From the Typewriter to the Modern Keyboard
The traditional layouts for computer keyboards were invented to overcome the technical problems of the first typewriters. Frequently used keys would jam if they were placed too close to each other. As a result, the QWERTY and AZERTY keyboards were invented at the end of the 19th century.
Ergonomics: The Basis of the Dvorak Keyboard
At the beginning of the 1930s, American researchers August Dvorak and William Dealey decided to create a more ergonomic alternative to the QWERTY keyboard. They place the comfort of the user at the centre of their work. The Dvorak layout (Dvorak Simplified Keyboard or DSK) was born and was then adapted for languages other than English.
Unlike other keyboard layouts, the Dvorak keyboard gets its name from one of its inventors instead of from its top row of characters.

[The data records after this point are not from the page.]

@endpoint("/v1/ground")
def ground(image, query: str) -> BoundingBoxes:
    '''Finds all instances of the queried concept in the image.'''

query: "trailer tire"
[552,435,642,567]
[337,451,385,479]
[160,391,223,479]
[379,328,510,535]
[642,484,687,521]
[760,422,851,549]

The Principles of the Dvorak Keyboard
The Dvorak layout aims to reduce finger and hand motion in order to increase the user’s typing speed and to reduce the risk of repetitive strain injuries. The layout is based on several principles:
• Equal distribution of the keys between the areas covered by the two hands • Alternating the typing load between the two hands • Greater use of the home row
Why Did the Dvorak Keyboard Not Replace the QWERTY Keyboard?
While the Dvorak layout seems to have many advantages, it never succeeded in displacing the QWERTY keyboard. Studies have shown only a slight increase in the typing speed of users who switch from QWERTY to Dvorak. This negligible increase might partly explain the lack of interest in the keyboard layout.
Also, acquiring a new typing method can take weeks, even months, which puts off many potential users. Also, most available typing programs are based on the QWERTY, QWERTZ and AZERTY keyboards.